Auction Catalogue

25 & 26 March 2014

Starting at 10:00 AM

.

Orders, Decorations, Medals and Militaria

Washington Mayfair Hotel  London  W1J 5HE

Download Images

Lot

№ 1302

.

26 March 2014

Hammer Price:
£1,300

Four: Petty Officer 2nd Class Lewis Goff, Royal Navy - the man who piped Rear-Admiral Meurer aboard the British flagship Queen Elizabeth at the surrender of the German fleet, November 1918

1914-15 Star (170905 P.O.2, R.N.); British War and Victory Medals (170905 P.O.2, R.N.); Royal Navy L.S. & G.C., G.V.R., 1st issue (170905 Lewis Goff, Boatn., H.M. Coast Guard) some contact marks, very fine (lot) £300-350

Lewis/Louis Goff was born in Calshot Castle, Hampshire on 8 August 1876. Living at Boldre, Lymington, Hampshire and employed as a Servant, he enlisted into the Royal Navy as a Boy 2nd Class on 5 December 1892. He was advanced to Boy 1st Class in February 1894; Ordinary Seaman in August 1894; Able Seaman in May 1895; Leading Seaman in January 1900 and Petty Officer 2nd Class in July 1902. Prior to the Great War he served in the Coast Guard and was awarded the L.S. & G.C. Medal in 1912. During the early months of the Great War he was based at H.M.S. Excellent (Portsmouth), August-December 1914. Throughout the bulk of the war he served on the battleship H.M.S. Queen Elizabeth, December 1914-July 1919, seeing active service off the coast of Gallipoli during 1915 but sadly missing the action at Jutland. By the end of the war the ship was the fleet flagship. In November 1918 German Rear-Admiral Meurer came aboard H.M.S. Queen Elizabeth, as a representative of Admiral Franz von Hipper, to negotiate, with Admiral Beatty, the details of the surrender of the German High Seas Fleet. Petty Officer Goff was the man who piped Admiral Meurer aboard the flagship. After the war he served as a Coastguard at Pentewan, retiring in 1924. It was his fervent hope in the early years of the Second World War to be able to pipe a defeated Admiral of the German Fleet on to the British flagship once more! Sadly this was not to be, Lewis Goff died of chronic bronchitis at St. Austell, Cornwall on 17 January 1941.

With a wealth of original papers and items, including:

Silver Bosun’s Pipe with which he piped Rear-Admiral Meurer aboard H.M.S.
Queen Elizabeth in 1918, with attached chain.

Newspaper cuttings dating from December 1939: featuring the full story of Goff piping the defeated German admiral aboard ship, with one picture of him saluting the Admiral aboard, one of the pipe and two others of Goff in later life.

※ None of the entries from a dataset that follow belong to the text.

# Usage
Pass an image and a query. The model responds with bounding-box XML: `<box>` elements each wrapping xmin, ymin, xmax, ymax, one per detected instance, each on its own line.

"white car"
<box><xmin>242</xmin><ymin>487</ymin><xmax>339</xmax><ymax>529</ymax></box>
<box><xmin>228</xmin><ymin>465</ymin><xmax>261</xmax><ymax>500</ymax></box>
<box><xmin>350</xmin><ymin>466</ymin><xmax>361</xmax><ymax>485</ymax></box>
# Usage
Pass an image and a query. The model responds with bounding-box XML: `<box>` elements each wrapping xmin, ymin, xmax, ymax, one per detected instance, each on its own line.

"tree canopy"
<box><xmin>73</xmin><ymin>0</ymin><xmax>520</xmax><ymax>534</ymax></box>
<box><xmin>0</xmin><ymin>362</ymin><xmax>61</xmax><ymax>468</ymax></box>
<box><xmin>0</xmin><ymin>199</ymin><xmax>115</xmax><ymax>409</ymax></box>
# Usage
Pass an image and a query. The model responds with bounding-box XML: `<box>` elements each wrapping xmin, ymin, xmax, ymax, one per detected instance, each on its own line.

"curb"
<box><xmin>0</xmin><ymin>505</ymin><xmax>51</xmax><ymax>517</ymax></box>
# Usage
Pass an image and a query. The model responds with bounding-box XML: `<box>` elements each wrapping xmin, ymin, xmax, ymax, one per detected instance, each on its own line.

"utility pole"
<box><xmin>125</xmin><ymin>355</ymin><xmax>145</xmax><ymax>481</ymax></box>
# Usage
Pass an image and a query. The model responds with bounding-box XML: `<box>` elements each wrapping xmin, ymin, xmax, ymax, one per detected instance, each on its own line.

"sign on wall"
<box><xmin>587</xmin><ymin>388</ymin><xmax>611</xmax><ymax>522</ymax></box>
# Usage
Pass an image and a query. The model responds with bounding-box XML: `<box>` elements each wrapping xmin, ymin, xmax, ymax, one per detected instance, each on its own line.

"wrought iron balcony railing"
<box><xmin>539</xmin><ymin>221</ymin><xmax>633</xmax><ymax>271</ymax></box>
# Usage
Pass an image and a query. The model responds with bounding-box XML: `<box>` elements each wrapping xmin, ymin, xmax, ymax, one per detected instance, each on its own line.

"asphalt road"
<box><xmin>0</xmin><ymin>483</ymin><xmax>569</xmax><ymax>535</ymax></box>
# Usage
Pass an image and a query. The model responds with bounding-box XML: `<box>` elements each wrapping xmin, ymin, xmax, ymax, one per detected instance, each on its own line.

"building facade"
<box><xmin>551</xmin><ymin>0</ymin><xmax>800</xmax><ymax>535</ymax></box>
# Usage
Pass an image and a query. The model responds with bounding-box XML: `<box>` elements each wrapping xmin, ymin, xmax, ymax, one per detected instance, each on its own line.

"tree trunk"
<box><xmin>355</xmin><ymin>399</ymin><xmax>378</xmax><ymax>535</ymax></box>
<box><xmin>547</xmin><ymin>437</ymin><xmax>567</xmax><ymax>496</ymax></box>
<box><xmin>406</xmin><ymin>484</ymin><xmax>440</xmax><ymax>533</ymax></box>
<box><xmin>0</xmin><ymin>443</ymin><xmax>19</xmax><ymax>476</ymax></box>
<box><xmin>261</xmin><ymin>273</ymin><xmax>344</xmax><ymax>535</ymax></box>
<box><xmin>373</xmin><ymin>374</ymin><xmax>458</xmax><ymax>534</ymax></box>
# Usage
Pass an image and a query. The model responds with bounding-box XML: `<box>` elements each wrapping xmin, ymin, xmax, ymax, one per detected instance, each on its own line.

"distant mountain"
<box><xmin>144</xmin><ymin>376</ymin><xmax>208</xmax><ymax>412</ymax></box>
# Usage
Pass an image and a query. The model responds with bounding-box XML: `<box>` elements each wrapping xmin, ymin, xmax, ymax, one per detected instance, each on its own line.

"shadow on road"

Brass shoe-horn; original Certificate of Service (to 1919); Copy of Certificate of Service (to 1905); Coast Guard Certificates of Service (4); Gunnery and Torpedo History Sheets (2); Birth Certificate (date given as 4 March 1877); Marriage Certificate; Death Certificate; ‘German Navy’s Surrender’ - souvenir magazine; photographs of the recipient in naval uniform (3); photograph of the recipient as a coast guard (1); other photographs (3). Note: many of the papers are damaged.